Les périodes d'attente aux frontières sont-elles du temps de travail ou de disponibilité ?
Réponse courte
Les périodes d'attente aux frontières sont qualifiées de temps de disponibilité, conformément à l'art. 21.1.3 de la CCT Transports et Logistique. Elles ne sont donc pas du temps de travail effectif et n'entrent pas dans le calcul des heures supplémentaires ni dans la durée maximale de 48 ou 60 heures.
Toutefois, elles sont comptabilisées dans l'amplitude maximale de 13 heures (art. 33). Si le chauffeur doit accomplir des formalités administratives actives pendant l'attente, cette partie redevient du temps de travail effectif au titre de l'art. 19.1.4.
Définition
L'attente aux frontières désigne le temps passé par le conducteur à un poste-frontière ou un point de contrôle en attendant l'autorisation de poursuivre sa route. La CCT la classe dans le temps de disponibilité car le chauffeur n'exerce pas d'activité professionnelle active mais ne dispose pas librement de son temps, restant à proximité de son véhicule.
Conditions d’exercice
La qualification de l'attente aux frontières dépend de l'activité du chauffeur pendant cette période.

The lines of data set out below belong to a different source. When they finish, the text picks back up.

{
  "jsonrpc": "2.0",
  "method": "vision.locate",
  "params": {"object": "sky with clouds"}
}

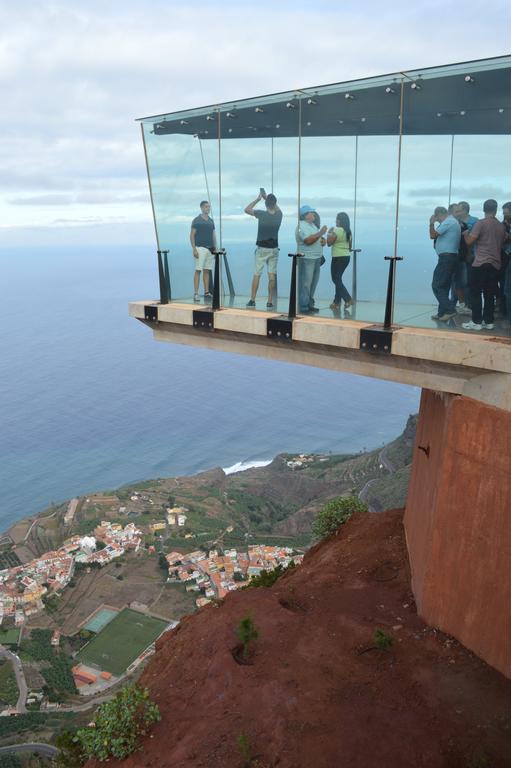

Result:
[0,0,511,247]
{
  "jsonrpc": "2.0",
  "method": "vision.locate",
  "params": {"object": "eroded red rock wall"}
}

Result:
[405,390,511,678]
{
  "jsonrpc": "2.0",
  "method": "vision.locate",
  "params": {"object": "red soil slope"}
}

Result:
[90,511,511,768]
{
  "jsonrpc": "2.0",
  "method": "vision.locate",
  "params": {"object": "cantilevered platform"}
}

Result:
[129,300,511,410]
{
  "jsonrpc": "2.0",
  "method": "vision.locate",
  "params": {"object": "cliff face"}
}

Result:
[90,511,511,768]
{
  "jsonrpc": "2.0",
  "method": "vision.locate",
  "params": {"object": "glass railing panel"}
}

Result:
[300,78,400,322]
[221,97,299,314]
[143,113,219,305]
[394,70,511,335]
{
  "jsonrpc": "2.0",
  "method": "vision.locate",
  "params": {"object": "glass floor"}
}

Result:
[175,294,511,337]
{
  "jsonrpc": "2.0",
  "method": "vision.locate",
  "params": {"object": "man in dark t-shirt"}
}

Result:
[190,200,216,302]
[245,188,282,309]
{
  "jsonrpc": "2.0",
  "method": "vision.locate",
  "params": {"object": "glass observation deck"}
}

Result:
[135,57,511,337]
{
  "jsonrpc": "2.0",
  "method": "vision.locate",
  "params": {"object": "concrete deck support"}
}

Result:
[405,390,511,678]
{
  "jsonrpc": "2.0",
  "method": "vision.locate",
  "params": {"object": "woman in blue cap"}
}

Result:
[296,205,327,315]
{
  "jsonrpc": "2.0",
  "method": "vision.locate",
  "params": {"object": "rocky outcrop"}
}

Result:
[90,511,511,768]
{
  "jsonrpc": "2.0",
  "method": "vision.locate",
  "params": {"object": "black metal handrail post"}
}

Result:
[350,248,362,303]
[223,249,236,299]
[383,256,403,331]
[287,253,303,319]
[157,251,169,304]
[213,248,225,309]
[162,251,172,301]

| Situation | Qualification |
|---|---|
| Attente passive à la frontière | Temps de disponibilité (art. 21.1.3) |
| Formalités douanières actives | Temps de travail effectif (art. 19.1.4) |
| Contrôle des documents par le chauffeur | Temps de travail effectif (art. 19.1.4) |
| Attente libre (départ possible) | Temps personnel — ni travail ni disponibilité |
| Interdiction de circulation temporaire | Temps de disponibilité (art. 21.1.4) |
Modalités pratiques
L'enregistrement correct de l'attente aux frontières est essentiel pour la conformité aux contrôles.

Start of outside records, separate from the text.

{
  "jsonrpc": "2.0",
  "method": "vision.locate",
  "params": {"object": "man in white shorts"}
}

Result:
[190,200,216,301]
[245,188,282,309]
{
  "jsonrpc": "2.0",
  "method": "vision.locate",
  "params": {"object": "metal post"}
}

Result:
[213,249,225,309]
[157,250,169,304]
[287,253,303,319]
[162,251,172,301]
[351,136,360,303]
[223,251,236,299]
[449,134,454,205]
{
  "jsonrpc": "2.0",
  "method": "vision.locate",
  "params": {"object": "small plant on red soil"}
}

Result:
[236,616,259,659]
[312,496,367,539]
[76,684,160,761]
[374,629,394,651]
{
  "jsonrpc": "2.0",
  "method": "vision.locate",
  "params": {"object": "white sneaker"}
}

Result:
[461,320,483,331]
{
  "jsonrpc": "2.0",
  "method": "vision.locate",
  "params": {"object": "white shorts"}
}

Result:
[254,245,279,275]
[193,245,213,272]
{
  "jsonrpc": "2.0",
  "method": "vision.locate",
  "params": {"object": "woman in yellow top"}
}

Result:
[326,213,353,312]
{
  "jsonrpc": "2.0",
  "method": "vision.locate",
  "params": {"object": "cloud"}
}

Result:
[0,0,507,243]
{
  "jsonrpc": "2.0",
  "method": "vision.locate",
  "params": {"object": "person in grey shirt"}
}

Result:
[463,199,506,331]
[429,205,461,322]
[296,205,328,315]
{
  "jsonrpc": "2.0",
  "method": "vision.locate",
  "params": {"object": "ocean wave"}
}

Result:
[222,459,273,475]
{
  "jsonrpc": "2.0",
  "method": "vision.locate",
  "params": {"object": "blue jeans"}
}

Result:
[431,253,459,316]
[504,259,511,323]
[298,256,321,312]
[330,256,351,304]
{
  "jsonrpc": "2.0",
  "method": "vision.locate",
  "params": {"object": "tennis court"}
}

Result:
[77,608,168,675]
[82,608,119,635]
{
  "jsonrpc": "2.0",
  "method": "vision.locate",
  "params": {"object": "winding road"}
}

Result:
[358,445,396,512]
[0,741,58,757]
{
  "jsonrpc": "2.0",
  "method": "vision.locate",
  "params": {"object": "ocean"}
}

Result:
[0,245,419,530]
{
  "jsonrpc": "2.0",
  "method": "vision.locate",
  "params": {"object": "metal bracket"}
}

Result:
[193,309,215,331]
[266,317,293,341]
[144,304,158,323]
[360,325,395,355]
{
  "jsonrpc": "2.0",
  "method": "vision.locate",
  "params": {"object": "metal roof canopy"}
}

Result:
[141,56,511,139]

| Point pratique | Détail |
|---|---|
| Tachygraphe | Mode disponibilité pendant l'attente passive |
| Basculement | Passer en mode travail si formalités actives |
| Amplitude | L'attente s'impute sur les 13h d'amplitude |
| Heures supplémentaires | Non comptabilisée comme temps de travail effectif |
| Rémunération | Selon le contrat ou l'accord d'entreprise |
| Frais de route | Les indemnités de repas restent dues si conditions remplies |
Pratiques et recommandations
Basculer le tachygraphe en mode « disponibilité » dès l'arrivée au poste-frontière et repasser en mode « travail » si le chauffeur doit accomplir des formalités douanières actives (présentation de documents, contrôles physiques).
Anticiper les temps d'attente aux frontières dans la planification des tournées pour ne pas dépasser l'amplitude maximale de 13 heures, même si ces périodes ne sont pas du temps de travail effectif.
Documenter les heures d'arrivée et de passage effectif à chaque frontière pour justifier la qualification en disponibilité en cas de contrôle de l'ITM.
Prévoir les frais de route applicables lorsque l'attente prolongée aux frontières maintient le chauffeur en déplacement continu pendant 6 heures ou plus (indemnité de repas de 9,50 € à l'étranger selon l'art. 31).
Cadre juridique
| Référence | Objet |
|---|---|
| Art. 21.1.3 de la CCT Transports et Logistique | Attente aux frontières = temps de disponibilité |
| Art. 21.1.4 de la CCT Transports et Logistique | Interdiction de circulation = temps de disponibilité |
| Art. 19.1.4 de la CCT Transports et Logistique | Formalités administratives = temps de travail effectif |
| Art. 33 de la CCT Transports et Logistique | Amplitude maximale (13h) |
| Art. 31 de la CCT Transports et Logistique | Frais de route à l'étranger |
Note
L'attente aux frontières est fréquente dans le transport international au départ du Luxembourg. Bien que classée en disponibilité, elle consomme l'amplitude journalière. Une attente prolongée peut donc obliger le chauffeur à écourter sa conduite pour respecter les 13 heures d'amplitude.